El Derecho colaborativo en México

El Derecho colaborativo en México

 

Es necesario tener una idea clara del concepto de Derecho colaborativo —la rama del Derecho que estudia, estructura y desarrolla el proceso colaborativo de resolución de controversias—, así como de la forma en que ha sido introducido en México y las aportaciones recientes del modelo mexicano.

  

Tras años de intensos, largos y costosos (tanto económica como emocionalmente) litigios, algunos abogados reflexionaron sobre la idoneidad del proceso colaborativo de resolución de controversias para solucionar problemas de familia.

Fue así como el abogado Stu Webb en Minnesota ideó la posibilidad de generar un “acuerdo colaborativo” que implicaba que ambas partes se asesoraran por abogados que quisieran llegar a acuerdos evitando el litigio. Con un grupo de apenas 10 abogados la práctica del Derecho colaborativo había comenzado.

Las dificultades no se hicieron esperar; entre ellas, el rechazo contundente de aquellos profesionales que se beneficiaban de los litigios interminables.

El principal reto de los colaborativos fue saber detectar su mas importante obstáculo: es indispensable que los abogados colaborativos se comprometan a no ser abogados patronos ni intervenir en el litigio en caso de no lograr un acuerdo. Este compromiso es conocido como collaborative commitment o bien “acuerdo de abandono”.1 En sus orígenes este trato no era indispensable, y con la práctica se concluyó que era una característica esencial del “proceso colaborativo”.

Como mencioné, este proceso abrió brecha en el Derecho familiar; sin embargo, se ha ido expandiendo a las demás áreas del Derecho.

Los abogados colaborativos han encontrado que sus clientes gastan menos tiempo, menos dinero, mucha menos energía y tienen un menor desgaste emocional. Además, han detectado un importante remanente de este proceso: las partes en conflicto pueden rescatar sus relaciones personales o, por lo menos, salir menos dañados. Como su nombre lo indica, es un proceso en el que todos los involucrados colaboran, es decir, se esfuerzan por escucharse y crear juntos una solución benéfica, estando las partes asesoradas y acompañadas por sus abogados.

Una vez descrito el nacimiento y el desarrollo de esta rama del Derecho describiré las características principales del proceso:

- Este proceso de solución de conflictos inicia con el acuerdo de las partes involucradas, con un abogado colaborativo, quien le explicará las peculiaridades y los beneficios del mismo.

- Los abogados tienen como meta conseguir un acuerdo entre las partes y evitar el litigio. Firman con sus clientes el llamado “acuerdo o cláusula de abandono”, que contribuye a la confianza del cliente hacia su abogado.

- Ambos abogados deben estar debidamente formados en el Derecho colaborativo.

- Se llevará a cabo una negociación basada principalmente en intereses.

- Las partes pueden acudir a profesionales de ayuda que se eligen en conjunto y son los mismos profesionales para ambas partes (incluso en casos de divorcio se habla de un team model, esto es, un equipo de financieros, psicólogos, etcétera, que colaboran en pro de un divorcio menos traumático). Estos profesionales coadyuvan con el proceso, no con las partes; también deben estar formados como “profesionales colaborativos”.

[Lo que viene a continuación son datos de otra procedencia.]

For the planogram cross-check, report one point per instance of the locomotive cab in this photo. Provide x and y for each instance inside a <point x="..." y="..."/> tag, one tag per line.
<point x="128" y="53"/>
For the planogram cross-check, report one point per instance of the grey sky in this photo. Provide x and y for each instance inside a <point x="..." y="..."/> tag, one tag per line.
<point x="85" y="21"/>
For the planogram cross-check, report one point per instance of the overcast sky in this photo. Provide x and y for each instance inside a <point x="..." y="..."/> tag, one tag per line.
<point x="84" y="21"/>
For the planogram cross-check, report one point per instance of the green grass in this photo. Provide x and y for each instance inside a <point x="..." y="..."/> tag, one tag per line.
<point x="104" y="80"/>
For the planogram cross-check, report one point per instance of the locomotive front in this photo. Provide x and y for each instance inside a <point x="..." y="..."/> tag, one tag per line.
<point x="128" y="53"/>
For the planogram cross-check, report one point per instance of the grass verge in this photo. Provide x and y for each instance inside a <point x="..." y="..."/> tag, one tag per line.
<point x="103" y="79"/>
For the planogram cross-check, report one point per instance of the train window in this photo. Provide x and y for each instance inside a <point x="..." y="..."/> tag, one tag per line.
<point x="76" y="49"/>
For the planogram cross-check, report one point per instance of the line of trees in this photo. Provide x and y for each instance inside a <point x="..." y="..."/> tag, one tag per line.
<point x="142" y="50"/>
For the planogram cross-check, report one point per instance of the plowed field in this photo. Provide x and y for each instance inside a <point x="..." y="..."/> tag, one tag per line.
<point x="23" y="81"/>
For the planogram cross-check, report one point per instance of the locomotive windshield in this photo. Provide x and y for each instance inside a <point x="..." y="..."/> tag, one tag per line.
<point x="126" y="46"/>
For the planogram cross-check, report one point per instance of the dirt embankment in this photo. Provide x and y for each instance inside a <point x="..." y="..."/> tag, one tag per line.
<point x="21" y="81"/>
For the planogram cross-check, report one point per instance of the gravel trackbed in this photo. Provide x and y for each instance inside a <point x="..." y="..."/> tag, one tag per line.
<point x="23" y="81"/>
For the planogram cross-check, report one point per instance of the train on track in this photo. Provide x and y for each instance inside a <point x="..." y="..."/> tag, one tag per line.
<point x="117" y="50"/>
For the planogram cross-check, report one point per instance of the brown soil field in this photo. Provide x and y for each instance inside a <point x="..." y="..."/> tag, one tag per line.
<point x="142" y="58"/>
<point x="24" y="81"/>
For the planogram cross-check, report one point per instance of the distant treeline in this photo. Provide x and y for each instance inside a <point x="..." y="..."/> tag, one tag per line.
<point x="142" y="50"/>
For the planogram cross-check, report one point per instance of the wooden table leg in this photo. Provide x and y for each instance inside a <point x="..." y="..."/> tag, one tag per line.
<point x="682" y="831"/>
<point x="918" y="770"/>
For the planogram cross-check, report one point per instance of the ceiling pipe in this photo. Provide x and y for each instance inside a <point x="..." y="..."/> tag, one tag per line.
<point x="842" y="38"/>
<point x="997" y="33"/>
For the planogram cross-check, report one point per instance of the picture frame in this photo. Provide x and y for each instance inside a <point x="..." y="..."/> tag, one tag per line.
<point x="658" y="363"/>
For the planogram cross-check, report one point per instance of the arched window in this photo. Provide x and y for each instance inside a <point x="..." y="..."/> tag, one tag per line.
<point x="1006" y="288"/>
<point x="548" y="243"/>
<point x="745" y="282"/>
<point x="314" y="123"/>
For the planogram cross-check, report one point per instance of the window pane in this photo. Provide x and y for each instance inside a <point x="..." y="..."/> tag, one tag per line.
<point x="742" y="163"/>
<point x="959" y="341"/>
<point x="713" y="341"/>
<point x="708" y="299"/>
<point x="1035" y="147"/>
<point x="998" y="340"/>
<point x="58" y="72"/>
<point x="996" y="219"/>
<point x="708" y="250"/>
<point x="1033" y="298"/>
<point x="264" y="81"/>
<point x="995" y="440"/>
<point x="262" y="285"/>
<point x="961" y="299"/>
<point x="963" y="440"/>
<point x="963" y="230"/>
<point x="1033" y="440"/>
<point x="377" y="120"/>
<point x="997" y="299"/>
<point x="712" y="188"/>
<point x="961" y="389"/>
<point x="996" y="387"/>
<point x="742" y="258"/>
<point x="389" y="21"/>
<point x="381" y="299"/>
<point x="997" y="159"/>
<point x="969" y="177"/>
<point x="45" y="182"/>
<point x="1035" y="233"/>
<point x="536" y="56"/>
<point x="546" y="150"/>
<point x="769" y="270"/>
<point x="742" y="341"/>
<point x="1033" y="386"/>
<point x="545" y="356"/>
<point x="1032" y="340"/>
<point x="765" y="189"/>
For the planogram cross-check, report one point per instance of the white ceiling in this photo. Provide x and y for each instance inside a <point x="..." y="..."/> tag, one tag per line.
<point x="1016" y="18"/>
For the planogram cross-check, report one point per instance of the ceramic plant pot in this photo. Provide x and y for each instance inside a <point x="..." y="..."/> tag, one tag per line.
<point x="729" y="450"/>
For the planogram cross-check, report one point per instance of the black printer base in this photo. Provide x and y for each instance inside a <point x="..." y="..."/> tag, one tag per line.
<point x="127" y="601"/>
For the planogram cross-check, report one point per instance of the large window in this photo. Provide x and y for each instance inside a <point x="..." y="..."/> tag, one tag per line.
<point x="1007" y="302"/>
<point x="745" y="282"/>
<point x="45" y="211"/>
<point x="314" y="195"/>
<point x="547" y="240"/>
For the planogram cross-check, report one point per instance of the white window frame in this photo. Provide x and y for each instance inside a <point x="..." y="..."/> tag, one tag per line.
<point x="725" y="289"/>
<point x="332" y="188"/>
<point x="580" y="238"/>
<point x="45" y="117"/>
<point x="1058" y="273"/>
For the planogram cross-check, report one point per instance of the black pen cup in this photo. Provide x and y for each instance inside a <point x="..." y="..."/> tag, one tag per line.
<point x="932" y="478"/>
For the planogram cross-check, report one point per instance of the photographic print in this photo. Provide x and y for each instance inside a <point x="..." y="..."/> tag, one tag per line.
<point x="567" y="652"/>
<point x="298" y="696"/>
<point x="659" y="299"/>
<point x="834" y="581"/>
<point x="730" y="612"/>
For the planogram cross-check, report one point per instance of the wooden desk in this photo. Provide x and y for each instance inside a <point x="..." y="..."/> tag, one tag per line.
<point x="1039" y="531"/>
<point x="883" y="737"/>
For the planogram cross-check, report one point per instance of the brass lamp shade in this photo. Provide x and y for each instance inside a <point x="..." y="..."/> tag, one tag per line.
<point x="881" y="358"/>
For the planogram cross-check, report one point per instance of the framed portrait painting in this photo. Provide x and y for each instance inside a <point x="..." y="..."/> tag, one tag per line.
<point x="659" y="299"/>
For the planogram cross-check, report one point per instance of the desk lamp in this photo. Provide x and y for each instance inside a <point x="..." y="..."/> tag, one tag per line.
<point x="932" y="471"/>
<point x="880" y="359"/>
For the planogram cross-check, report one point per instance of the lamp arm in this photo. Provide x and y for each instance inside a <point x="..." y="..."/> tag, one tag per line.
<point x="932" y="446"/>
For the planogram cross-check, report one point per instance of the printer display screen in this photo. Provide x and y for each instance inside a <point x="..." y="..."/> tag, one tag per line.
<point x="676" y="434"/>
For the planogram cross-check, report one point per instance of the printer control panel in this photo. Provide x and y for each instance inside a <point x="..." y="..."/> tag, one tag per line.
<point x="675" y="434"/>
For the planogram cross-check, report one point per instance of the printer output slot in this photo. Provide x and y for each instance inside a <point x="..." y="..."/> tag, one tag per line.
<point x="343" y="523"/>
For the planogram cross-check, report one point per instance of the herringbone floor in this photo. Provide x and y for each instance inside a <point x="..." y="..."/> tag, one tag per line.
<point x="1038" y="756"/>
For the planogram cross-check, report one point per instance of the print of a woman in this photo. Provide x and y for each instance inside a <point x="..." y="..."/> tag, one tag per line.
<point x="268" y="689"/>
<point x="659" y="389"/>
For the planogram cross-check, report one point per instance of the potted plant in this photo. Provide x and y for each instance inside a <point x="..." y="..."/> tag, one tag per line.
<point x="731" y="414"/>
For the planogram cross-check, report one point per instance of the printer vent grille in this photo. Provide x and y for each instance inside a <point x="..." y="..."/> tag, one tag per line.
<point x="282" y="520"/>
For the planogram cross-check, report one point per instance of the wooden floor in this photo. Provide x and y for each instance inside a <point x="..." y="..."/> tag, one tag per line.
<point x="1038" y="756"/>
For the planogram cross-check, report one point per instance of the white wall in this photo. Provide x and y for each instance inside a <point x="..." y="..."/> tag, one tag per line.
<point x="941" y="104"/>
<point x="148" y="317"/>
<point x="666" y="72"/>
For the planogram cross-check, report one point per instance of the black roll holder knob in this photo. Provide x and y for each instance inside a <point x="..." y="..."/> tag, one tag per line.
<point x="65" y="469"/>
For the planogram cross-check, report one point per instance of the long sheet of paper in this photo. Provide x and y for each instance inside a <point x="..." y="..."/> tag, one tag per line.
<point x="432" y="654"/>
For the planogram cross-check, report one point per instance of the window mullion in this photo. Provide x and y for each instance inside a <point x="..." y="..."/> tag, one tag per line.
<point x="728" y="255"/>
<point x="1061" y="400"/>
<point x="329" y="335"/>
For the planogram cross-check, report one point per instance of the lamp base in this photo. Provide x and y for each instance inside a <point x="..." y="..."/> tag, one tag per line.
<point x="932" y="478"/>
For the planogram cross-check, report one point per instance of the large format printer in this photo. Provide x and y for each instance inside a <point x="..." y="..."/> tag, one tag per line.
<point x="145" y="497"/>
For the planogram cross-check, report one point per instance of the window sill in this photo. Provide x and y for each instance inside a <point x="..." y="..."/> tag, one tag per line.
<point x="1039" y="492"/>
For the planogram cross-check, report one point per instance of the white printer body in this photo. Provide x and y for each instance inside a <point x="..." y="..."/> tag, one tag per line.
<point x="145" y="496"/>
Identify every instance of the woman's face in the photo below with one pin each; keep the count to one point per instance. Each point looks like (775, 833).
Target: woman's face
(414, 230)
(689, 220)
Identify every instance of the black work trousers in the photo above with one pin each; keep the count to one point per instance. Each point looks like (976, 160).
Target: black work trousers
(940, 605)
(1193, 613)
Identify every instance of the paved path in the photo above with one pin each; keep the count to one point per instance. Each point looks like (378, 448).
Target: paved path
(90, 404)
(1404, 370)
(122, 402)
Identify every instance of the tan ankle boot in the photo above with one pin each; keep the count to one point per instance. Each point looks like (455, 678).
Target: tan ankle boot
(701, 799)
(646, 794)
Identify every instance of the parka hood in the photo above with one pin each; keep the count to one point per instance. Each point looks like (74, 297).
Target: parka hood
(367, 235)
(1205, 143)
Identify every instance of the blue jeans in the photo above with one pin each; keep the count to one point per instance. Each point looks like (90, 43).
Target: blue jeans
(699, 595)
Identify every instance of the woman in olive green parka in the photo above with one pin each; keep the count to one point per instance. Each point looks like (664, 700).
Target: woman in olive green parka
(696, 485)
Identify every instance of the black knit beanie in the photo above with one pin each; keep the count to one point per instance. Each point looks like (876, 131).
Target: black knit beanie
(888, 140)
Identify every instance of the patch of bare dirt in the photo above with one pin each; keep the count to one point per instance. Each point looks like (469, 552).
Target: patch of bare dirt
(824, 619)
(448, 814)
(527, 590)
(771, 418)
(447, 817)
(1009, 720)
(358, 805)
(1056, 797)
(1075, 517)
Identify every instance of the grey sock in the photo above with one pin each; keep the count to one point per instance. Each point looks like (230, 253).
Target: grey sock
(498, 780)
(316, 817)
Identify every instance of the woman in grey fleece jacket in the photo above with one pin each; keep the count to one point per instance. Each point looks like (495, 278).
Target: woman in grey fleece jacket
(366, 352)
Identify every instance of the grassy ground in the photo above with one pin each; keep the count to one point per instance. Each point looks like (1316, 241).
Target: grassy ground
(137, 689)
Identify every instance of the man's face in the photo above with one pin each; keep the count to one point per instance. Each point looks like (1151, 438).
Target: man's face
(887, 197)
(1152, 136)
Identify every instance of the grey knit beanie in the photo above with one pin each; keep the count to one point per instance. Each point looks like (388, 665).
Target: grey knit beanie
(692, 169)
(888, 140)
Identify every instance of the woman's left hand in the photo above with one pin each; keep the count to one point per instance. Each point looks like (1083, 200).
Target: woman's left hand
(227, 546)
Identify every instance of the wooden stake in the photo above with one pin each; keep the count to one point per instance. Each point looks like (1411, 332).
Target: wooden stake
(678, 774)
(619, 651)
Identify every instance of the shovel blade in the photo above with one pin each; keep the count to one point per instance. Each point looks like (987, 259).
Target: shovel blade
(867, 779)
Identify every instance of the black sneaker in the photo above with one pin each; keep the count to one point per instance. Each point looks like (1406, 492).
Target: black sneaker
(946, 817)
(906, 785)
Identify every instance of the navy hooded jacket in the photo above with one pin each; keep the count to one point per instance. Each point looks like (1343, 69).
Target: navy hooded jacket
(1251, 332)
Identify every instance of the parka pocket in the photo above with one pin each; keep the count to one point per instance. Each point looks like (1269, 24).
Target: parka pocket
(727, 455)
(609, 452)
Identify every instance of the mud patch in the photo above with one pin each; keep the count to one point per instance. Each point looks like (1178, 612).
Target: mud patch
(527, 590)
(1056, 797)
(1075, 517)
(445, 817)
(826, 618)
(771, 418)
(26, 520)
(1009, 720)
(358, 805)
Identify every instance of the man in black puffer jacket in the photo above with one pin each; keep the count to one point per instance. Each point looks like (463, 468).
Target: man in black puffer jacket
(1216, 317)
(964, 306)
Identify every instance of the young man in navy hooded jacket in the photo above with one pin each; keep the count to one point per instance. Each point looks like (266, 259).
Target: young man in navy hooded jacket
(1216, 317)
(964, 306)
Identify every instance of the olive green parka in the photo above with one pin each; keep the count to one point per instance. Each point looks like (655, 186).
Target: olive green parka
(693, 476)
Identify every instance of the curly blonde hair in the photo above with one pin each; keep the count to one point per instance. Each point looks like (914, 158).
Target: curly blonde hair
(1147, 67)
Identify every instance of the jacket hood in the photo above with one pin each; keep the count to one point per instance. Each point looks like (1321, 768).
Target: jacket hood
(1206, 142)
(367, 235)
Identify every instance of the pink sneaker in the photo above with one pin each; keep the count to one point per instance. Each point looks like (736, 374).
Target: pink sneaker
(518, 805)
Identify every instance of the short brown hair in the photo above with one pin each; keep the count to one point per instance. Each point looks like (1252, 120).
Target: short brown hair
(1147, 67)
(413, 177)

- Las partes y los abogados se comprometen a trabajar juntos. Se trata de un proceso creativo, flexible, donde las partes en conflicto no pierden la “autoridad” de su problema pero sí, en cambio, obtienen la asesoría jurídica necesaria para un buen arreglo.

Al día de hoy este método de solución de controversias ha estado centrado en la comunicación, en la negociación y en el esfuerzo de los abogados por crear soluciones benéficas para ambas partes. Ante esto, toca hablar de la entrada del Derecho colaborativo a México y, específicamente, del modelo mexicano de esta rama del Derecho.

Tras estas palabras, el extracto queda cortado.